Facing the Giants
Anyway, the movie is about a burned-out high-school football coach who is on the verge of losing his job because of his losing football team. And his wife can't get pregnant. Oh, and his car barely runs. (Oddly enough, the guy only makes $24,000 a year and his house is nicer than anything we have ever dreamed of living in. I made just under that while Chad was in grad school and our house looked nothing -- NOTHING -- like this guy's does.)
Anyway, on the brink of despair, the coach walks out into the woods by his house and gives his life to God. He then changes his coaching style from focusing on winning games to giving glory to God -- whether the team wins or loses.

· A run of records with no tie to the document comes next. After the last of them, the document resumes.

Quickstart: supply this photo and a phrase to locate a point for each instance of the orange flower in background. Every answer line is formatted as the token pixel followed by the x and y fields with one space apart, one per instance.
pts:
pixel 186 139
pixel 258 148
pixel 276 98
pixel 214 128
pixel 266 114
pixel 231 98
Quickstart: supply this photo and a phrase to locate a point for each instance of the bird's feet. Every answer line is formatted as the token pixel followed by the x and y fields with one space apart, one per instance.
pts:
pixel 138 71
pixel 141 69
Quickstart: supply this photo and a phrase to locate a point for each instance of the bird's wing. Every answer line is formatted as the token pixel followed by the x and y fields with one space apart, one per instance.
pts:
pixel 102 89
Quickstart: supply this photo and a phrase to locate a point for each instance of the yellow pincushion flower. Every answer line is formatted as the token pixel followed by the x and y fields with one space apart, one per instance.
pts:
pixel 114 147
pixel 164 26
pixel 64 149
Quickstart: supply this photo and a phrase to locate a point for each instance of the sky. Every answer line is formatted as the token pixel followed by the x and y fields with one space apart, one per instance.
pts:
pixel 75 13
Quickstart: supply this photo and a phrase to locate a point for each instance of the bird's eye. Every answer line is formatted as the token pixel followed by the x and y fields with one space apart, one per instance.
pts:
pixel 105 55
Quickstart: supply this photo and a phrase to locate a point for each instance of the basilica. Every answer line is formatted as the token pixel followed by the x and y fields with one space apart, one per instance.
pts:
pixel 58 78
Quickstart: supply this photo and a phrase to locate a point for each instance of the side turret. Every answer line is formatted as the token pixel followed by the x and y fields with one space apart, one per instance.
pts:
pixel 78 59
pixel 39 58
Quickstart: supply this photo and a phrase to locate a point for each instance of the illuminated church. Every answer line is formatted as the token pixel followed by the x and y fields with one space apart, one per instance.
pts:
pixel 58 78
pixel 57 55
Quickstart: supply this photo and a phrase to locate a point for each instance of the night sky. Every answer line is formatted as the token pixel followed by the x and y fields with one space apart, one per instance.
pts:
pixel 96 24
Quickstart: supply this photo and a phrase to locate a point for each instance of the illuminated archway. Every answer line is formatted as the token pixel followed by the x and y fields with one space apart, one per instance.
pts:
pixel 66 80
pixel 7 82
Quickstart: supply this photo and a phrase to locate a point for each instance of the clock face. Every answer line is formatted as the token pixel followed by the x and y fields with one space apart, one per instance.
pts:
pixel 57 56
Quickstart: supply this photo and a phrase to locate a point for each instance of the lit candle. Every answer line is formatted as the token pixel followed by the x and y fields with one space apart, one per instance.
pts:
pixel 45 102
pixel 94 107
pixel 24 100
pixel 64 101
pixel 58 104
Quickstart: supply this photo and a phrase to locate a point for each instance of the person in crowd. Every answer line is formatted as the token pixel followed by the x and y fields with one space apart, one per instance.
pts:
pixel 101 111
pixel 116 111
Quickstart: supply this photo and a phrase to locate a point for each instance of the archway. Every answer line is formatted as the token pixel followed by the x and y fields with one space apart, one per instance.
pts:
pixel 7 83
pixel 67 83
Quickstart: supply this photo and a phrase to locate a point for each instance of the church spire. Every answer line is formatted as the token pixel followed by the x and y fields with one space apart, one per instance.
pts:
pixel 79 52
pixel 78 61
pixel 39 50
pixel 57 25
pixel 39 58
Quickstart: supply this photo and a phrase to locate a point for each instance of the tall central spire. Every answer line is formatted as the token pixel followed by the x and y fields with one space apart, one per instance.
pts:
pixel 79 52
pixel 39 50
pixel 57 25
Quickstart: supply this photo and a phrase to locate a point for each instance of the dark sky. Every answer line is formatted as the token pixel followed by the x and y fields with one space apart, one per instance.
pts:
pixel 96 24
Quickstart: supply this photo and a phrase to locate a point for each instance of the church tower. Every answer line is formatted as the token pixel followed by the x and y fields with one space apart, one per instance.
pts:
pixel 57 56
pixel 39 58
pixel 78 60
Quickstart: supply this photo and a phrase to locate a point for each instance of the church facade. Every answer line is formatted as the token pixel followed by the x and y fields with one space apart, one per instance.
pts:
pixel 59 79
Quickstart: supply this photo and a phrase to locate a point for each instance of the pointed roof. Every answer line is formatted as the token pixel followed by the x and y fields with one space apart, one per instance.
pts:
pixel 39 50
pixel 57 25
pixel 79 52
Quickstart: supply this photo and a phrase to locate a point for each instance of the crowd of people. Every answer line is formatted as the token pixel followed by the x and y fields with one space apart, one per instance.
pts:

I didn't want to give away too much about this movie, but it is pretty predictable, so what the hey. The team ends up winning the state championship. Of course it does.
Initially, I came out of the theatre feeling like I basically liked the movie. I liked the message of how drastically things in your life can change when your focus is on God instead of yourself. I could also appreciate the coach's wife's unwaivering faith through negative pregnancy test after negative pregnancy test. And if you like the idea of the little guy beating the big guy despite overwhelming odds, you might like the movie.
But after I thought about it a couple of days, here's what I didn't like. The movie promotes a concept that we see all too often in American Christian culture: If you give your life to God, your life will pretty much be perfect. Let's see what all happens to this guy:
- his team wins not one, but TWO state championships
- his wife, who has been told her only options for having children are in vitro or adoption, gets pregnant -- not once, but twice
- somebody anonymously gives the coach a brand-new truck
- his tough-guy, bad-attitude player gives his life to Christ, setting off a student body-wide revival
- he gets a raise
*POOF!* No more problems! See why you should be a Christian?
The truth is that many people out there sincerely give their lives to God but still can't have children or hang on to their marriages or their jobs.
I'm sure there are clusters of believers around the nation who have hope for this movie to spur a nationwide revival. Call me a pessimist, or maybe just a realist, but I can't see that happening. First of all, I don't know why non-Christians would go see this movie in the first place. Of the Christians who do go, I'm sure some will be uplifted and encouraged. But I'm afraid some will leave the theatre thinking their faith must be inferior since they still face major problems despite having given their lives to God long ago.
The producers of this movie likely wanted to send a message to America through "Facing the Giants" that if you give God control, he will do amazing things in your life. And I believe that's true. But I'd like to send this message back to the movie producers: Christ never promised us a problem-free life, or even happiness for following him. What we DO get is eternal life. That's where the perfect life will be -- not on this earth.
Two more notes: if you see this movie, watch for the token FBG (Funny Black Guy) and the come-from-nowhere star kicker named David who saves the championship game for the team against the reigning state champions, the Giants (David vs. the Giants...get it?)
I did have a great time with my new friends, though. Afterward we went to CozyMel's and briefly considered running away to Colorado. But we went home to our families instead.